Until 1959 the revolving light was driven by clockwork, actuated by a set of weights suspended from a chain. The motion was regulated by a governor fitted with a brake and weighted lever attachment to keep the apparatus in revolution whilst the weights were heaved up manually. This had to be done every 4 hours by the duty lightkeeper. The old mechanism has fortunately been preserved as a curiosity of days gone by. The cost of the lighthouse tower was R23 688 and that of the original dioptric apparatus R9 954. A radio beacon was established at the lighthouse in 1964

The most isolated station on the mainland

Although Cape St. Francis lighthouse is only 30 km from Humansdorp it was, until recently, the most isolated attended station situated on the mainland. Not so long ago the 5 km journey from Goedgeloof on the Krom River to Seal Point over the sand dunes and along the beach had to be done on horseback and by ox-wagon and took 3 hours.

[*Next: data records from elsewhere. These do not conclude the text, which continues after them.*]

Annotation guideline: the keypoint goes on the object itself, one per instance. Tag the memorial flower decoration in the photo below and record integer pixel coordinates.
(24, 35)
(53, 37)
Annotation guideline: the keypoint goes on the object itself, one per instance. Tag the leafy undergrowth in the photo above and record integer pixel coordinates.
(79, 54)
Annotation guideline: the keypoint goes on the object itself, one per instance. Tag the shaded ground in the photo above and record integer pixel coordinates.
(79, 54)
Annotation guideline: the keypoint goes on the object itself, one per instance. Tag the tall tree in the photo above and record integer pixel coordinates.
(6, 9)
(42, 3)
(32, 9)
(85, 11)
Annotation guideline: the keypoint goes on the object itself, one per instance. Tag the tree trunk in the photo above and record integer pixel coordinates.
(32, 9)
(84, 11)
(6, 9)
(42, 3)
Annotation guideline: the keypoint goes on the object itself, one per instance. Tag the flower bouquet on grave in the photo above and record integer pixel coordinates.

Only in 1957 was the ox-wagon replaced by a four-wheel drive vehicle which followed the same route. Although it was quicker by jeep, the trip on the ox-wagon was more comfortable Several of the lightkeepers owned horses. They were able to travel by car as far as Mostert's farm on Goedgeloof. From there they proceeded on horseback to the lighthouse. When the new houses for the staff were completed in 1948, one of the old quarters was converted into stables. In 1964 the gravel road which ended on Goedgeloof, was extended to Seal Point and the trip from Humansdorp to the lighthouse could be done comfortably in half an hour.

The lighthouse is manned by a senior lightkeeper and two lightkeepers. In recent years a township has been developed near the lighthouse which is no longer the lonely outpost it used to be. In the foreseeable future Cape St. Francis will, no doubt, also succumb to automation and when that day dawns the resident staff and their families will say farewell to the peace and quiet of Seal Point. The lighthouse was declared a National Monument on 11 May 1984. 

Summary of Shipwrecks

One of the earliest known sailing vessels that ran aground near this Cape was the D. F. I. Company ship De Noord on 16 January 1690, returning from Port Natal. On 3 November 1840 the steamship Hope, a coaster which had close ties with Port Elizabeth, came to grief here. In 1850 the L'Agile and Queen of the West went ashore on the same day, 16 June 1850, followed by the Spy in 1851, La Guste in 1858, Lady Head in 1859, Bosphorus and H.M.S. Osprey in 1867, Jason and De Nederlandsche Vlag in 1869, Niagara in 1870 and Mitford in 1875. From the time the lighthouse was established in 1878 until this day, ten ships were wrecked near Cape St Francis: The Roma and Freeman Clerk in 1883, British Duke in 1888, Derby in 1895, Suffolk in 1900, Cromatyshire in 1901, Cape Recife in 1929, Lyngenfjord and Panaghia in 1938 and President Reitz in 1947.